Friday, July 1, 2011
YA Friday -- The Summer I Learned to Fly
The Summer I Learned to Fly by Dana Reinhardt (Wendy Lamb Books/Random House, July 12, 2011, for ages 12 and up, but I think a mature 10- or 11-year-old could handle it).
Source: advanced reading copy from publisher.
Synopsis (from the publisher): Drew's a bit of a loner. She has a pet rat, her dead dad's Book of Lists, an encyclopedic knowledge of cheese from working at her mom's cheese shop, and a crush on Nick, the surf bum who works behind the counter. It's the summer before eighth grade and Drew's days seem like business as usual, until one night after closing time, when she meets a strange boy in the alley named Emmett Crane. Who he is, why he's there, where the cut on his cheek came from, and his bottomless knowledge of rats are all mysteries Drew will untangle as they are drawn closer together, and Drew enters into the first true friendship, and adventure, of her life.
Why I loved it: If you've been reading this blog for a while, you know that I love quiet books. (If not, see this post about another one.) Dana Reinhardt (How to Build a House, The Things a Brother Knows) is a master of the quiet, thought-provoking book. Don't get me wrong. Plenty of things happen to Drew, the 13-year-old protagonist of this novel, and to the people she loves. There's an accident. There's a long trip in the middle of the night. There's even a leap off a cliff into water. But if you're looking for an action-packed story with sword-fighting and superheroes a la Lightning Thief, you'll have to look elsewhere. The Summer I Learned to Fly makes you think.

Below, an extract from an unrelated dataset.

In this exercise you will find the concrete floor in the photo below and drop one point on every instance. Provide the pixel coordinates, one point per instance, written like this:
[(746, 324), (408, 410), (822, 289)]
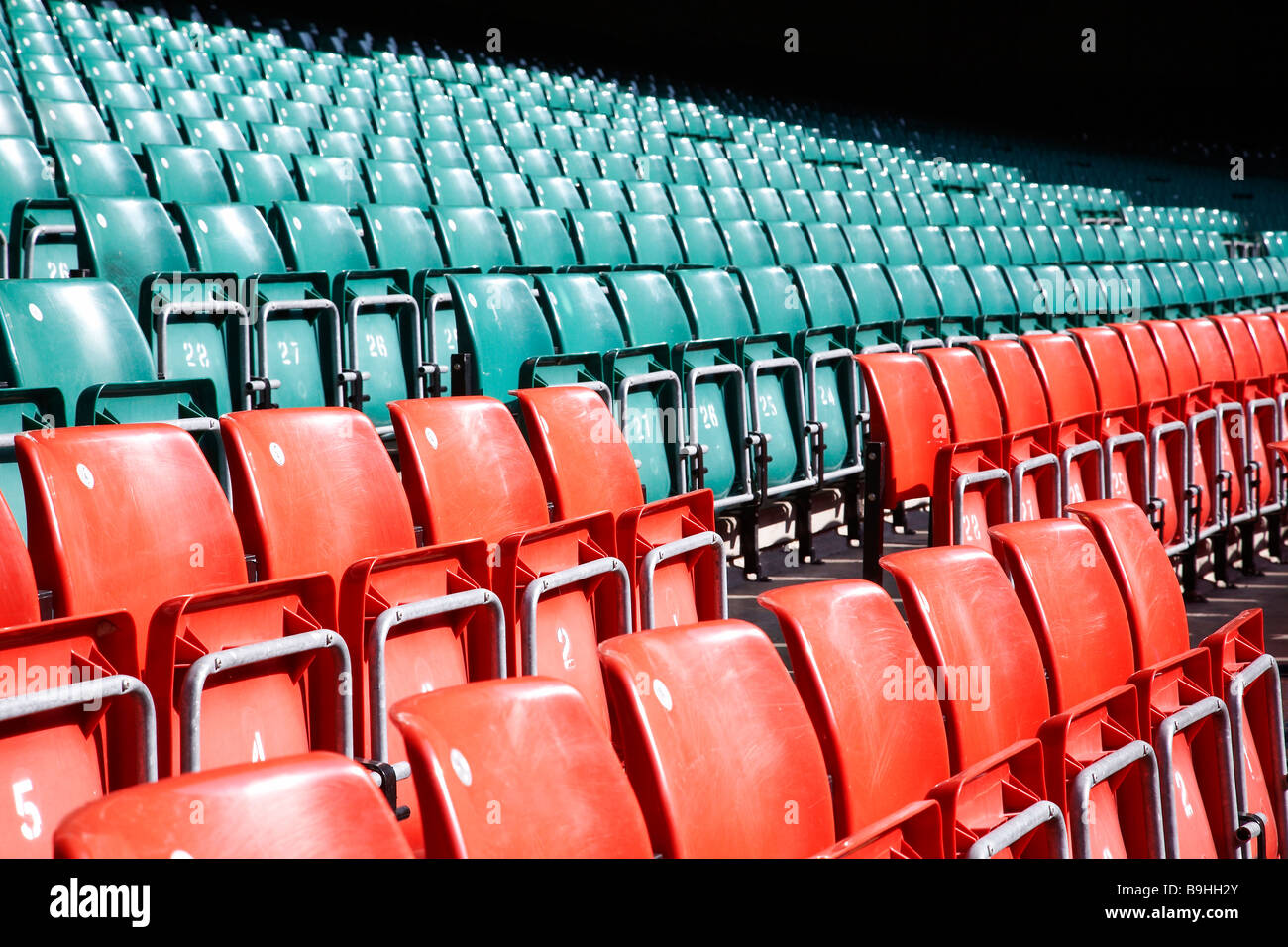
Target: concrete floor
[(1267, 591)]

It's also a lovely summer read because it's all about summer. Drew rides her bike, goes to the beach, helps at her mother's gourmet cheese shop, and admires Nick, the 18-year-old surfer. What draws her to Emmett, who is her own age, is, at first, the mystery of who he is and why he's in the alley. Later, it's the origami cranes he gives her. And later still, it's the quest he's saving up for, a quest to heal someone close to him. Emmett becomes her first real friend and helps her take that leap toward independence, toward learning who she really is. This is a book about friendship, but it's also a beautiful study of adolescence.
What summer books can you recommend?